At Google I ran People Ops programs where inclusive imagery and hybrid tooling had to work for every Googler, including keyboard-only workflows in internal tools and high-contrast needs on dense operator panels. Scale changes the audit: you invent matrices and portals so squads do not re-discover the same failure mode in isolation.
Those engagements inform how I run SaaS audits today. The component matrix is the portable artifact; the workflow is the same whether the surface is a storefront PLP or a billing settings drawer.
SACA hooks and live contrast tooling
Audits stick when components have stable names. I attach findings to `saca-*` class hooks where teams adopt SACA (or equivalent BEM roots) so Playwright specs can target the same node QA manually tested. Without hooks, every framework upgrade breaks the regression list.

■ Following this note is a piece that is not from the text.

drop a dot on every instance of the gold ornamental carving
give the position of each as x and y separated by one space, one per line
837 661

On my own products I dogfood the same bar. weableColor runs WCAG and APCA math on real Figma layers and VS Code document colors; Mission Control scores panels on open. That is the same contrast-on-real-layers rule I enforce in client audits, packaged as tooling I ship publicly.
The team did not adopt SACA wholesale, but they did add stable data-testid and BEM-style roots on the components we fixed. That was enough to keep the remediation queue alive through a later React major upgrade.
Engagement timeline and deliverables
I time-box audits so eng leads see progress weekly. Week one is inventory and matrix scaffolding: catalog import, squad tags, baseline keyboard order on the top twenty traffic components. Week two is deep testing on billing, settings, admin, and shared primitives (buttons, inputs, dialogs, tables). Week three is the readout, queue prioritization with squad leads, and agreement on regression gates before code lands.
Deliverables are boring on purpose: the matrix spreadsheet, the severity-ranked queue export, WCAG-mapped findings with screenshots, a one-page executive summary for procurement, and the regression spot-check list QA keeps. Legal cared about the executive summary; engineering cared about the queue. Same data, two views, no duplicate audits.
I stay through the first remediation sprint when teams ask, not to own the fixes, but to unblock interpretation. When a contrast failure is semantic (token pair) versus component (local override), I point to the right owner so work does not bounce between design systems and feature squads.
- Week 1: catalog + matrix baseline on high-traffic components
- Week 2: deep keyboard and screen reader passes on operator UI
- Week 3: readout, queue, regression list, procurement summary
- Optional sprint embed: clarify findings, not own implementation
Lessons and what ships next
Hero-only audits create false confidence. Renewal conversations cleared because we proved keyboard paths and contrast on the components buyers use in trial, not because the landing page had alt text.
Severity tiers keep engineering from drowning. Blockers first, majors grouped by squad, minors logged but not mixed into emergency fire drills.
Regression beats one-time PDFs. A short spot-check list per release costs less than re-hiring an auditor every quarter.
Nested widgets deserve their own matrix rows. Date pickers, comboboxes, and sortable tables fail in isolation when you only audit the parent card. I split complex components into sub-rows so fixes do not hide behind a passing parent shell.
Next for teams on this pattern: annual matrix refresh tied to design system version tags, automated contrast exports from weableColor into the component catalog, and Playwright specs generated from the highest-traffic keyboard paths in the remediation queue.